What I have tried is the following: I let $T>0$ be some large real number and considered the probability measure $\mathbb P$ on $[0, T]$ given by $\mathbb P(A) = \frac1T \lambda(A)$ with $\lambda(A)$ denoting the Lebesgue measure of any (Lebesgue measurable) set $A \subset [0, T]$. Then, I defined the random variables $X_j: [0, T] \rightarrow \mathbb R$ given by $X_j(t):= \{a_j t\}$, whose cumulative distribution functions can be calculated to be $$\mathbb P(X_j \le x) = \begin{cases} 0, &\text{ if } x \le 0\\ \frac{\lfloor a_j T \rfloor + 1}{a_j T}x, &\text{ if } 0 < x \le \{a_j T\}\\ \frac{\lfloor a_jT \rfloor}{a_j T}x + 1 - \frac{\lfloor a_j T \rfloor}{a_j T}, &\text{ if } \{a_j T\} < x \le 1\\ 1, &\text{ if } x \geq 1\\ \end{cases}$$ To have the random variables $X_j$ behave approximately independently, I should be able to show that the difference between the joint distribution $\mathbb P(X_1 \le x_1, \cdots, X_k \le x_k)$ and the product of the distributions $\prod_{j=1}^k \mathbb P(X_j \le x_j)$ is small; perhaps $o(1)$ as $T \rightarrow \infty$, uniformly for any choice of $x_1, \cdots, x_k \in (0, 1)$. It would be even better if I can bound the difference between the joint probability density and the product of the individual probability densities (at points of differentiability).
However, I have been unable to measure or bound either of these differences in my setting, since any of my attempts (so far) to explicitly compute joint densities has become messy.

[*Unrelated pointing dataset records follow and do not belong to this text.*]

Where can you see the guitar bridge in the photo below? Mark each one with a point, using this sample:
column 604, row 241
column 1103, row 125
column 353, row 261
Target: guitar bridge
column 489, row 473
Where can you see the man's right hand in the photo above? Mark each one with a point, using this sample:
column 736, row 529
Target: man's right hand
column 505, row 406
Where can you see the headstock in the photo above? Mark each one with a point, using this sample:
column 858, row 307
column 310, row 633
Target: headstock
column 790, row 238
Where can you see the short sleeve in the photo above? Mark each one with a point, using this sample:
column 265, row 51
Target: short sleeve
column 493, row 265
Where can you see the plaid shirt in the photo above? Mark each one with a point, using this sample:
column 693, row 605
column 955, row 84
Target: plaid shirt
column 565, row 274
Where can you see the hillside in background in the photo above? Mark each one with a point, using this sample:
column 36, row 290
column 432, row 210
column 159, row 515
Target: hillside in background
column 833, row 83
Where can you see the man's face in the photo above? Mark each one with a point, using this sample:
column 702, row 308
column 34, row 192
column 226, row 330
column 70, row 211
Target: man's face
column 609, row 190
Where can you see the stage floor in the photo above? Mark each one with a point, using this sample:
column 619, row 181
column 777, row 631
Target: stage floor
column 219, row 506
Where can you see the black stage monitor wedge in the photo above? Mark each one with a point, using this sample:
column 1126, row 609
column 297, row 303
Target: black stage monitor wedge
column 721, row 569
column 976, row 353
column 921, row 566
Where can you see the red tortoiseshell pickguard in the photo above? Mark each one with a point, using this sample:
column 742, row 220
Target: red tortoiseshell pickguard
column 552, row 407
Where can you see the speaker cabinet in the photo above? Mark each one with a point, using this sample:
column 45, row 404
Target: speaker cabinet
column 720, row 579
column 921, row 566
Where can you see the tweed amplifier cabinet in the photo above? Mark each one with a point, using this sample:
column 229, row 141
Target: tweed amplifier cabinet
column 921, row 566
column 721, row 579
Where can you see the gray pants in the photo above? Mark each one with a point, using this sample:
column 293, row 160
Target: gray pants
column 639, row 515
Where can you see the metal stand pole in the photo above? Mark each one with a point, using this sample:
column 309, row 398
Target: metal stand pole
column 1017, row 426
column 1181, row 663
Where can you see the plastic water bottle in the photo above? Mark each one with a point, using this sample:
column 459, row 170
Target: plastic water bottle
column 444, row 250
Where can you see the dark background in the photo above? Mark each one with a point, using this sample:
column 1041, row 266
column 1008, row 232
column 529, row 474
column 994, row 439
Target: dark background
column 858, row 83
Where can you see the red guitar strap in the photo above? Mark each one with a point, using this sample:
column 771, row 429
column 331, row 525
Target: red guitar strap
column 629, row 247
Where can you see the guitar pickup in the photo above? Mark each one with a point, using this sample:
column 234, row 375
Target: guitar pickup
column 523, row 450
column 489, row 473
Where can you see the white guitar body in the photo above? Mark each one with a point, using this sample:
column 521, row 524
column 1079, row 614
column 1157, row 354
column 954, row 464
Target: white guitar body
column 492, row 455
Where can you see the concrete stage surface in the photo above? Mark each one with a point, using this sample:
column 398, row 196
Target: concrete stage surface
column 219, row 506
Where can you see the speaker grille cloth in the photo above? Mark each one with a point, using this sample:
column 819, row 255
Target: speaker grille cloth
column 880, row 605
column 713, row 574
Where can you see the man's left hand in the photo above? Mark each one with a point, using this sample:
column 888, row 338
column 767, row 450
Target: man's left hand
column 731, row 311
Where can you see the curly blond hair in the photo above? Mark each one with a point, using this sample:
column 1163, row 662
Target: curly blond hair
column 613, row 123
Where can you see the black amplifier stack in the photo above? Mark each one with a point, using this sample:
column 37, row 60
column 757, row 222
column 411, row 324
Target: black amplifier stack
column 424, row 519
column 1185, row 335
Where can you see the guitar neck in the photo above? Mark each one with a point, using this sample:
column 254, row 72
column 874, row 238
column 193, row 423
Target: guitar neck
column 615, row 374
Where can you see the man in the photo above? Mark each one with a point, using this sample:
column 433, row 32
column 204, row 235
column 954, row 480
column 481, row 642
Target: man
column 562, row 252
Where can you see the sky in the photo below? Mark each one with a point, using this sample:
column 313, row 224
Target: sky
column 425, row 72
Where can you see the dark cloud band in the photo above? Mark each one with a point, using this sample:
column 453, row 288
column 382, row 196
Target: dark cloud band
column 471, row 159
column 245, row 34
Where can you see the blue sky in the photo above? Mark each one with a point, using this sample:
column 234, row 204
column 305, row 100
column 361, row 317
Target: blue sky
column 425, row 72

Which also makes me doubt whether this intuition I have of the $X_j$'s being "approximately independent" is correct in the first place.
Hence, I would really appreciate any thoughts, suggestions or references on this kind of probabilistic treatment (I have not found any reference so far either). Sorry if this question is naive, I am not very comfortable with probability or measure theory.